Amerykanin połknął słuchawkę Apple AirPods podczas snu
Pewien mężczyzna odczuwał dyskomfort podczas picia wody i ucisk w klatce piersiowej. Czyżby objawy koronawirusa? Otóż nie, prześwietlenie pokazało, że w jego przełyku tkwi słuchawka AirPods, połknięta podczas snu.
- Pewien Amerykanin połknął słuchawkę bezprzewodową Apple AirPods podczas snu, a zdarzenie dla przestrogi opisał na portalu Facebook.
Bradford Gauthier mieszka w Worcester, mieście w stanie Massachusetts (USA). Pewnego dnia obudził się i chciał napić wody. Jednak miał z tym pewien problem – nie mógł jej przełknąć. Dodatkowo odczuwał ucisk w klatce piersiowej. Nie przejął się jednak zbytnio tymi objawami i poszedł poszukać swoich słuchawek bezprzewodowych, gdyż przypomniał sobie, że słuchał muzyki przed snem. Przeszukanie sypialni ujawniło jednak tylko jedną sztukę. Jego żona zasugerowała możliwość połknięcia i Brad pojechał na pogotowie. Musiał być zdumiony, gdy zdjęcie rentgenowskie potwierdziło, że faktycznie jedna słuchawka AirPods tkwi w dolnej części przełyku.
Mężczyzna dzień wcześniej sporo odśnieżał i poszedł spać zmęczony.
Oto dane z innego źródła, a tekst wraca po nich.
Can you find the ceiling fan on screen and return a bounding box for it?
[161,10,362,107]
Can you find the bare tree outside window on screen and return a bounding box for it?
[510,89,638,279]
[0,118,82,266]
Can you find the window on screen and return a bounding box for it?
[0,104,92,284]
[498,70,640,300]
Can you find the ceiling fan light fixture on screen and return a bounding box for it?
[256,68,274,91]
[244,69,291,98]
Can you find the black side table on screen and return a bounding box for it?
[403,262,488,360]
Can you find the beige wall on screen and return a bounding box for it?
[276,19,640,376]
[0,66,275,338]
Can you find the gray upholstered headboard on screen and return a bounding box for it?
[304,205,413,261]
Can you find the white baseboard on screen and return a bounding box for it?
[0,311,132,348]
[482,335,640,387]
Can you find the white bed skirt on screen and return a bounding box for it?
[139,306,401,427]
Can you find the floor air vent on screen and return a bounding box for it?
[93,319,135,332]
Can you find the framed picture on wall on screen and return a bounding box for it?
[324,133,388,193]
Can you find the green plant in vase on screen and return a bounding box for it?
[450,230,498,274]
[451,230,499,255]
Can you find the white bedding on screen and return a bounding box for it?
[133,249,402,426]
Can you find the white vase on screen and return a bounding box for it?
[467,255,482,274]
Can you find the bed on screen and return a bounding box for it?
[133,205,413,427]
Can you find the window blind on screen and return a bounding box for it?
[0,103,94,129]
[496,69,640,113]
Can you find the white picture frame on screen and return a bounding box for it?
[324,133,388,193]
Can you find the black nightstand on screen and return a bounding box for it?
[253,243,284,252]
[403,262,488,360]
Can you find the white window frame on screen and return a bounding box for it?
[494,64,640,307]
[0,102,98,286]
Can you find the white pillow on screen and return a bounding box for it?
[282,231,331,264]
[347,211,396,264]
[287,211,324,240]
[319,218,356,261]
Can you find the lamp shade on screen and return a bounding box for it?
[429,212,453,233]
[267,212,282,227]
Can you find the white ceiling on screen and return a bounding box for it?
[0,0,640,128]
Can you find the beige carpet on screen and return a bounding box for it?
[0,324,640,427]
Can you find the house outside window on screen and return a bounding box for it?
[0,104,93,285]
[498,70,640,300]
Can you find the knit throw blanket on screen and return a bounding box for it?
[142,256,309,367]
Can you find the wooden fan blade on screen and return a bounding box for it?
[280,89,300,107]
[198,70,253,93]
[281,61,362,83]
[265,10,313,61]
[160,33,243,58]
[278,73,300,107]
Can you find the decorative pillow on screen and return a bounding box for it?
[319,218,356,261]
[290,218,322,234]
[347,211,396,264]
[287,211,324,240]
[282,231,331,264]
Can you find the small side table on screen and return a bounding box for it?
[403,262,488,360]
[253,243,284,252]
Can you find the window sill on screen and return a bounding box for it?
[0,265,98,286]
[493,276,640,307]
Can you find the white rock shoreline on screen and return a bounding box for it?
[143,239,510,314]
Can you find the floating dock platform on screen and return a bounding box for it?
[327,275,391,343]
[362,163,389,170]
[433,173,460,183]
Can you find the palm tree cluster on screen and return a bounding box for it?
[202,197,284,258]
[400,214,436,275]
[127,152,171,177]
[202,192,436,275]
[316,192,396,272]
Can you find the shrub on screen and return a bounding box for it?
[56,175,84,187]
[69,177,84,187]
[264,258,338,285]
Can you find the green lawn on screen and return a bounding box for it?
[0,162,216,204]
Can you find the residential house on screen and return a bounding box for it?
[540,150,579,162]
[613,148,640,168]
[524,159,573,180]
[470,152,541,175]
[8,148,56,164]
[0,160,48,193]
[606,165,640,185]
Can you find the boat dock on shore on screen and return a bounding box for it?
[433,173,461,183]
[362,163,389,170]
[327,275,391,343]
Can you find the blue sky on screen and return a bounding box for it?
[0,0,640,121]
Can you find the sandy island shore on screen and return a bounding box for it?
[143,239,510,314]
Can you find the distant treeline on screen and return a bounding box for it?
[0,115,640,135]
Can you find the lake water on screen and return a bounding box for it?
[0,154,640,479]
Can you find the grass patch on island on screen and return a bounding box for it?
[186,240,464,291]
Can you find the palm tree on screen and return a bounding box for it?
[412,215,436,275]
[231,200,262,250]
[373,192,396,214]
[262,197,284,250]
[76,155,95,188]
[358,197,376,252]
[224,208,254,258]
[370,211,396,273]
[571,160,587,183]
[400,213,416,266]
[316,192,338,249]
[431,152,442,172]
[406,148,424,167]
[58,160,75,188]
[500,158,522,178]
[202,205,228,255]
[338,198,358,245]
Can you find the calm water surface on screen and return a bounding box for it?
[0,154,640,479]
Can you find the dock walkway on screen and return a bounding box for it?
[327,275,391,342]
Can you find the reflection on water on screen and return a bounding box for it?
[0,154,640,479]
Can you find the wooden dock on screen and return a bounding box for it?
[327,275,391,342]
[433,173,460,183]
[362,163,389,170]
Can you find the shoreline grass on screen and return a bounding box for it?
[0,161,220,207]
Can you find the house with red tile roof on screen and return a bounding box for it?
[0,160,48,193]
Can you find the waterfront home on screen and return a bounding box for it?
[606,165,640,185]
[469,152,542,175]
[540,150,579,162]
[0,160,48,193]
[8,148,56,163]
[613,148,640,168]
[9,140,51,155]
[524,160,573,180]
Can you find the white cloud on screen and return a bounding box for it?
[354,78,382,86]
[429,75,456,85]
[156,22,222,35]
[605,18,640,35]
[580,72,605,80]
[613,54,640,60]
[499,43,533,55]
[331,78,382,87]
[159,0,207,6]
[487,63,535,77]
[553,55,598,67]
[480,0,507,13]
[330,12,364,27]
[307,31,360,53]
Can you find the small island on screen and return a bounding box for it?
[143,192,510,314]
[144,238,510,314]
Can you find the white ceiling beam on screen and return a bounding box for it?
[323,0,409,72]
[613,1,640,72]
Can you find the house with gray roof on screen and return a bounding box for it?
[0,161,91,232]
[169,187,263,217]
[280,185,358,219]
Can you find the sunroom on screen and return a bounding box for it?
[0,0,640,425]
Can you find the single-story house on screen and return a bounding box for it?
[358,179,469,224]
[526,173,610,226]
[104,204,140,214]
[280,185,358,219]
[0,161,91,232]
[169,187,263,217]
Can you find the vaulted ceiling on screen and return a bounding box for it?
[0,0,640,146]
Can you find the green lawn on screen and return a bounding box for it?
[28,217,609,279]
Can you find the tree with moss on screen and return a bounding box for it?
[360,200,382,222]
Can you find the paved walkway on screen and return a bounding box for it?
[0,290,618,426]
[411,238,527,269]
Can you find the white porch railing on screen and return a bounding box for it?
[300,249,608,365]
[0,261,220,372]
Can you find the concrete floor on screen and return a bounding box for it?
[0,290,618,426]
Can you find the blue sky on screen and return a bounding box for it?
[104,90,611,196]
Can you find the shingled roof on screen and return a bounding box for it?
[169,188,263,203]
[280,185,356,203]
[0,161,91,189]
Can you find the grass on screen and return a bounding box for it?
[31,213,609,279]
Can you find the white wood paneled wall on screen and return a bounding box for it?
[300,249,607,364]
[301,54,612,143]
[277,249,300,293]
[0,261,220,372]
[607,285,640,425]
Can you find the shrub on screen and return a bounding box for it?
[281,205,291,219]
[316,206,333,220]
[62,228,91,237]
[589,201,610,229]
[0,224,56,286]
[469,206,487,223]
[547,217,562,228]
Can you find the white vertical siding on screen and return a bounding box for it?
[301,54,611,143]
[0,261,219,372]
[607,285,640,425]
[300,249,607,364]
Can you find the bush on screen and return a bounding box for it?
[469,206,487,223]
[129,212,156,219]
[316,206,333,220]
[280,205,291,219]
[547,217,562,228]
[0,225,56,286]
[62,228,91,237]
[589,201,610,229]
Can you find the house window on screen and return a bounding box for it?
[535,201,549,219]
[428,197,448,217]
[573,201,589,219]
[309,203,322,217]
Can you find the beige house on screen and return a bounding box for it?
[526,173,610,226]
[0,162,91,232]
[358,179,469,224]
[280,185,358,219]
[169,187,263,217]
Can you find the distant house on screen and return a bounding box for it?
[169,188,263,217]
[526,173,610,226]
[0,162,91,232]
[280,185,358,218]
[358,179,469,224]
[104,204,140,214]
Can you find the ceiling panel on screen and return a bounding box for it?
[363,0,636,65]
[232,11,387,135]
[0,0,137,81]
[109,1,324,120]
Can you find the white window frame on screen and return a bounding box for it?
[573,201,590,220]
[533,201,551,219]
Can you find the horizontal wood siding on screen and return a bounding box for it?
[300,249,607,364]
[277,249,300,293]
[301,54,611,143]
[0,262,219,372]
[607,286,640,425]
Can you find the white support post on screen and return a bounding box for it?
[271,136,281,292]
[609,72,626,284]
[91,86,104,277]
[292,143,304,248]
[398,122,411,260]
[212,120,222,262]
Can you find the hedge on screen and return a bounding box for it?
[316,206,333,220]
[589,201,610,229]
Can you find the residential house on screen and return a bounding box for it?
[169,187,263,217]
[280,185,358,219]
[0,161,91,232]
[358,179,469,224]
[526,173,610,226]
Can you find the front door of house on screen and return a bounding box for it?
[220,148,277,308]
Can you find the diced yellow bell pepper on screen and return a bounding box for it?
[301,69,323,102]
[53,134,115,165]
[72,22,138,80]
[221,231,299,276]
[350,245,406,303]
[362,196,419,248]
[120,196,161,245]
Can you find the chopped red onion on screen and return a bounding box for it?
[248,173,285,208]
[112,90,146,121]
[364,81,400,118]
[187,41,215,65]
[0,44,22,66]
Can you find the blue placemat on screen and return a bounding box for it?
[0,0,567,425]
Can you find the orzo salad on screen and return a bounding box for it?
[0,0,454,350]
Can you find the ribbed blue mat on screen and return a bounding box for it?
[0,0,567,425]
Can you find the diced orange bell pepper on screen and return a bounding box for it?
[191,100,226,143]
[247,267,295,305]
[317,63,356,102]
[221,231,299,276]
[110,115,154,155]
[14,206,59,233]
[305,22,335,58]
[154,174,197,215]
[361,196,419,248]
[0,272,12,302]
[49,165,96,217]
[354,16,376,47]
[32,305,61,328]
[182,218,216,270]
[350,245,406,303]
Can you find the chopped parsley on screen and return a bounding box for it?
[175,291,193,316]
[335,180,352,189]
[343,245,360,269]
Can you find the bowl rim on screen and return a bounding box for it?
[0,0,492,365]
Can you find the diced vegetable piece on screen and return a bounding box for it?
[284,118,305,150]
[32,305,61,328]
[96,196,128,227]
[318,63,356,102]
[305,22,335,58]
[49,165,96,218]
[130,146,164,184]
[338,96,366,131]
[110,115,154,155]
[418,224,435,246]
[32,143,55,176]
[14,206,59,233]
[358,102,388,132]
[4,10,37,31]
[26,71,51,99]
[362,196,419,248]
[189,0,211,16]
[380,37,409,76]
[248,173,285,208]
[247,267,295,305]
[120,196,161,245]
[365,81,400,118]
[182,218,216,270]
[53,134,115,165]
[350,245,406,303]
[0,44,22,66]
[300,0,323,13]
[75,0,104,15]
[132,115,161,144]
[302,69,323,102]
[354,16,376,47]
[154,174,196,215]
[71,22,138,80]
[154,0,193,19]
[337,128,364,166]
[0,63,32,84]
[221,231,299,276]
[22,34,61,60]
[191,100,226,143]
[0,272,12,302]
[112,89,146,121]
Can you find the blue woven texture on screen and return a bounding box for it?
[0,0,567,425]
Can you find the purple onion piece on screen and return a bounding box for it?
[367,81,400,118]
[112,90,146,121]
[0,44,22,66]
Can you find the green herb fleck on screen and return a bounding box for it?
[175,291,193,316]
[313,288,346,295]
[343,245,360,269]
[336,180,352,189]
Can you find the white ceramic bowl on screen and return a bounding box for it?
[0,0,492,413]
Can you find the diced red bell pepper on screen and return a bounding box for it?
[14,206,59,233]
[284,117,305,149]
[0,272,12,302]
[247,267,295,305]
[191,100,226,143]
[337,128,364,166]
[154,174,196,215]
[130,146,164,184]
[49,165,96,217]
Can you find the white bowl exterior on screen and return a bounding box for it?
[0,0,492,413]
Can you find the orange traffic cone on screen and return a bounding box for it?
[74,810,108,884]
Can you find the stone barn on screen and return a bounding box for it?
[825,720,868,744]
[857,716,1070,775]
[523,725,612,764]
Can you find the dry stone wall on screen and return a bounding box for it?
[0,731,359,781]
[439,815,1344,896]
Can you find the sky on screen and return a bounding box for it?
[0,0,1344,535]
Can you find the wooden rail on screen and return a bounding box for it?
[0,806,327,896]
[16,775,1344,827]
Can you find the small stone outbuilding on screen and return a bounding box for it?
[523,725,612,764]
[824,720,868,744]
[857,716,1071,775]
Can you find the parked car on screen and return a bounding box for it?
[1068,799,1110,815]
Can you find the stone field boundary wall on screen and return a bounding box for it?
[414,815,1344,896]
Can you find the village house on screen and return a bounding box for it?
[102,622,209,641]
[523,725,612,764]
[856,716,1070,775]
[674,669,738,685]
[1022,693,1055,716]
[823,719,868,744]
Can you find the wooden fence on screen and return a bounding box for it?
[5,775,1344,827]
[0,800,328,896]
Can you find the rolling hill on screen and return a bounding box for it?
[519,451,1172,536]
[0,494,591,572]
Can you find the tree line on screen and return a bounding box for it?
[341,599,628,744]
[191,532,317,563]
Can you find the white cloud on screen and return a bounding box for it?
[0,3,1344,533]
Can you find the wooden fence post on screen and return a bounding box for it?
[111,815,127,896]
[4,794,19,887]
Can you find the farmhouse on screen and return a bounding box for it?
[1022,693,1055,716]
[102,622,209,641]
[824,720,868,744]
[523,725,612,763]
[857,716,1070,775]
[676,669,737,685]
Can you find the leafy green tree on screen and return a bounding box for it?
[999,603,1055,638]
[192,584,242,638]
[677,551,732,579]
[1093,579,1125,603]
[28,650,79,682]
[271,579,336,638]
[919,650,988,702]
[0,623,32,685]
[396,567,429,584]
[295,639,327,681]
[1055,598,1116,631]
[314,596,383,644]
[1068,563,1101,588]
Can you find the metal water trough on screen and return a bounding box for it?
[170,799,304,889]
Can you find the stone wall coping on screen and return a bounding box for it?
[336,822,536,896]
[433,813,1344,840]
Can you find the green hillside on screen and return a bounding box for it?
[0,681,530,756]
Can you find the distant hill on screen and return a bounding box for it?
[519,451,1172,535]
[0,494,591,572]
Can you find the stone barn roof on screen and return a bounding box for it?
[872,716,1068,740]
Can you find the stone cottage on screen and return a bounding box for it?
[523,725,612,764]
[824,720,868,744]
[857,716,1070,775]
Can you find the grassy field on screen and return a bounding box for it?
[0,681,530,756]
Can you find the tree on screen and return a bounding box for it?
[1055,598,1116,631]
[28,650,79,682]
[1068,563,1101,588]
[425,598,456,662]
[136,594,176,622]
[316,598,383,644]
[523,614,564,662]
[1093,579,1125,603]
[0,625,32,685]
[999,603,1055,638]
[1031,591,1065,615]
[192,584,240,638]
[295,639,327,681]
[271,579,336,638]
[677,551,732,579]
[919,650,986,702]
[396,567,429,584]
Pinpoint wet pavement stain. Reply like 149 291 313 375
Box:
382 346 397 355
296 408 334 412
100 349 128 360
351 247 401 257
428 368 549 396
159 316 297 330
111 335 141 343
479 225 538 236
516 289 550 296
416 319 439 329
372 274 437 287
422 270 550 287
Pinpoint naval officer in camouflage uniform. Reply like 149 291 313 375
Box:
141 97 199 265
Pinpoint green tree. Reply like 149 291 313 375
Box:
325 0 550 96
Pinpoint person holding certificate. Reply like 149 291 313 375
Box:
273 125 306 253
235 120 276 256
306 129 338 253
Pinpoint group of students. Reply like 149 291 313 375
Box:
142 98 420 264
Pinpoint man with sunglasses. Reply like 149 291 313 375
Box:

Przed snem postanowił posłuchać muzyki i jak widać, była to błędna decyzja. Wysiłek sprawił, że szybko zasnął, nie odkładając słuchawek. Jedna z nich musiała się dostać do ust, a potem do przełyku. Po szybkiej diagnozie Bradowi wykonano endoskopię i urządzenie z organizmu zostało wyjęte. Objawy ustąpiły i co najciekawsze, okazało się, że słuchawka AirPods nadal działa (źródło):
Działa, ale o połowę ciszej. Na pewno było w niej sporo wody. Mam nadzieję, że kiedy wyschnie, będzie działać idealnie.
Co mogło się stać?
Przede wszystkim mogła nastąpić perforacja przełyku, ponieważ tam utkwiła słuchawka. Wtedy konieczna byłaby operacja. Ale nie jest to jedyne zagrożenie. Bezprzewodowe Apple AirPods są zasilane akumulatorami litowo-polimerowymi o pojemności 93 mWh. Jeśli urządzenie trafiłoby do żołądka, groziłoby to strawieniem plastikowej obudowy. W takim przypadku obecność płynów ustrojowych w środku stwarza możliwość zwarcia biegunów zasilania i w konsekwencji oparzenia śluzówki, a nawet martwicy tkanek. Niebezpieczna jest także sama zawartość akumulatora, gdyż lit jest toksyczny. Dlatego lepiej nie spać z tak niewielkimi przedmiotami w pobliżu, szczególnie jeśli zawierają baterie.